Facing a restless night, Angela Bainbridge decides to take a quiet midnight stroll through the streets of Fortune. But instead of a soothing, introspective walk, she finds herself caught up in the middle of a bank robbery.
No one has ever been able to identify outlaw Lee Raven but since Angela has seen the elusive bank robber, he has no choice but to abduct her while he figures out what to do next. It isn’t until they’ve traveled too far to return that Lee realizes his identity was never in jeopardy because his captive is blind.
Although Angela may be blind, she’s resourceful and intelligent. She’s furious with Lee for kidnapping her and determined to make every step of their journey a misery. And she certainly does. She slows the journey with frequent stops to "relieve herself" and even manages to take a shot at Lee. Angela’s aware of Lee’s violent reputation. She knows he’s killed a man, shot him in the back, no less. But, instinctively she knows he won’t hurt her.
Lee might be frustrated at Angela’s attempts to thwart their escape, but he’s also intrigued by her bravery. He might find Angela tempting, but he knows there’s no place in his life for a woman. Not since the night Vernon Shelby and his son terrorized Lee’s family, killing his mother, father and older brother, raping his little sister, burning their ranch and leaving Lee for dead. Now there is nothing left in his life except revenge.
Lee decides it’s best to return Angela to Fortune as soon as possible, but first he stops to check on his surviving brothers and troubled sister. During her stay with Lee’s family, Angela learns that Lee is not at all the violent outlaw he’s made out to be and she begins to fall in love. Even though she knows there can be no future with a man who is destined to hang.
Lorraine Heath is the master of the tortured hero and Lee Raven is one of her best. Although his actions appear to be less than heroic, it’s apparent that there’s more to Lee’s story than what he chooses to reveal. There’s a twist to Lee’s story that completely escaped me, although the clues were everywhere, had I been paying attention.
Angela is an equally endearing heroine, having lost her sight from an illness at the age of twelve, she’s worked hard to be independent (although I’m uncertain a blind woman could be a successful seamstress) and does not allow herself to wallow in self-pity.

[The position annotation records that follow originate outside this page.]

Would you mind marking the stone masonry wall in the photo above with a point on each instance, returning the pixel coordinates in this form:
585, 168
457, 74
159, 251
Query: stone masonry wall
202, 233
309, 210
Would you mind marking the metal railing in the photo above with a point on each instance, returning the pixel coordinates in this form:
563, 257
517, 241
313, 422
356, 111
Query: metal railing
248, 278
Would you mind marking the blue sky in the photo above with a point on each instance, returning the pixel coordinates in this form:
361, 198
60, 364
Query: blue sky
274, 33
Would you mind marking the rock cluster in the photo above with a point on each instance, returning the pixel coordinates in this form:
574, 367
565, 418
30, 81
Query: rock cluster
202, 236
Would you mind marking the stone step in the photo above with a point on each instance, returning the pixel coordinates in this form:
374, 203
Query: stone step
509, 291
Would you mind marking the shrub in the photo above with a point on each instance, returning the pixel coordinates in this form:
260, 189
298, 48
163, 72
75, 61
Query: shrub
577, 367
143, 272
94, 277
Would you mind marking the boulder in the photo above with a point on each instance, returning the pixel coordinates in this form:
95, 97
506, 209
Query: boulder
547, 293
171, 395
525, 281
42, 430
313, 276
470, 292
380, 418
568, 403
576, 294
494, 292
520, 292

Those qualities made it all the more heartbreaking during the scene where she realizes she’ll never see the face of the man she loves.
Many of the characters from the previous books make a seamless appearance here and it was delightful to see these characters many years down the road. If you’ve missed their stories, don’t worry, this book stands well on its own.
I know there are some readers who shy away from western historicals, I’m usually one of them. But I strongly suggest you give this, or any book by Lorraine Heath a try. She’s an author who simply should not be missed.